Jack Bizlall a été convoqué pour faire sa déposition après qu’il eut envoyé une lettre au Commissaire de Police dans laquelle il relate ce qu’il estime être de sombres affaires. Un des volets de la déposition concerne le vente de la voiture personnelle du chef de la commission anti-corruption, une Mercedes Benz C200. Pour lui, “il est clair que derrière cette transaction, il y a une affaire de blanchiment d’argent”. Au dire du syndicaliste, la voiture a été vendue à travers le concessionnaire Iframac en septembre 2003 à une certaine N. V., une dame de 67 ans résidant à l’étranger. Toutefois, dit-il, cette dame serait un prête nom et le vrai propriétaire de la voiture serait Poiniven Somoo, un pilote d’Air Mauritius. Jack Bizlall avance également que le coût estimé de la voiture au moment de la vente serait de Rs 1,1 m, mais qu’elle aurait été vendue à Rs 1,6 m. “Les Rs1,1 m ainsi que les Rs 500 000 additionnelles ont été payées par Poiniven Somoo à M. et Mme N. Beekarry à travers au moins cinq paiements desquels seulement un a été fait à travers un chèque émanant du compte personnel de Poiniven Somoo. Les autres paiement ont été faits à travers des ‘office cheques’ de moins de Rs 350 000 chacun issus de trois différentes banques et de trois différents comptes. Poiniven Somoo a utilisé ce subterfuge pour échapper au contrôle de l’Income Tax et pour blanchir son argent”, fait ressortir Jack Bizlall. Il ajoute que le pilote a été soumis récemment à une enquête de l’Income Tax.
Selon le syndicaliste, plusieurs des faits mentionnés plus haut ont été confirmés par Poiniven Somoo lors d’une rencontre avec lui mardi dernier. Toutefois, selon l’avoué Pazhany Rengasamy qui représente les intérêts du pilote, absent du pays actuellement, ce dernier nie toutes les allégations faites contre lui par Jack Bizlall: “Si mon client voulait blanchir de l’argent, il n’aurait pas payé par ‘office cheques’ mais en liquide. De plus, j’ai des documents qui prouvent que la Mercedes appartient bien à Mme N.V., la tante de mon client.
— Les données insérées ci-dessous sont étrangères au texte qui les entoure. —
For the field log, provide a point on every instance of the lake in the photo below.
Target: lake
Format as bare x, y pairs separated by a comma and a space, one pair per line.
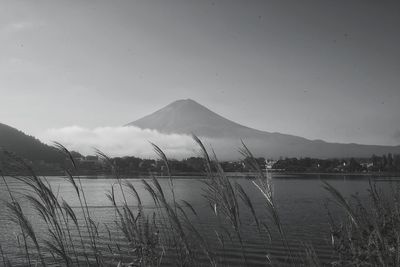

Il est vrai que ce dernier a payé une partie de l’achat de la voiture car sa tante n’avait pas assez d’argent et il s’en sert en son absence”.
L’autre volet de la déposition concerne l’achat de la nouvelle voiture de Navin Beekarry, une Mercedes E200 , d’Iframac à la fin de 2003. Jack Bizlall affirme que le chef de l’ICAC a obtenu une gratification du concessionnaire: “Selon mes informations, l’ICAC a acheté cinq véhicules d’Iframac, dont deux Mercedes E220, trois Peugeot et un fourgon pour plus de Rs 10 m en 2003. Quelque temps après, Navin Beekarry a acheté une E200 pour son usage personnel pour Rs 1 600 000 alors que la valeur de la voiture est estimée à Rs 1 663 000, Le commissaire de l’ICAC a donc obtenu un ‘discount’, ce qui est considéré comme une gratification donc, un délit pour le poste qu’il occupe”. Selon la ‘Prevention of Corruption Act’ (PoCA), une gratification est définie comme “un cadeau, une récompense, un discount ou tout autre avantage qui ne s’apparente pas à une rémunération légale”. La section 7 de la PoCA est claire: “‘Any public official who makes use of his office or position for a gratification for himself or another person shall commit an offense’”. Navin Beekarry étant à l’étranger, nous n’avons pu avoir sa version des faits. À l’ICAC, on avance qu’il rentre au pays aujourd’hui. Du côté d’Iframac, Gérard de Chasteauneuf, le directeur, nous a fait la déclaration suivante: “Tout le monde est libre de s’exprimer mais je peux vous assurer qu’à Iframac, les transactions se font sous ISO 9001 et que les procédures sont rigoureusement suivies”.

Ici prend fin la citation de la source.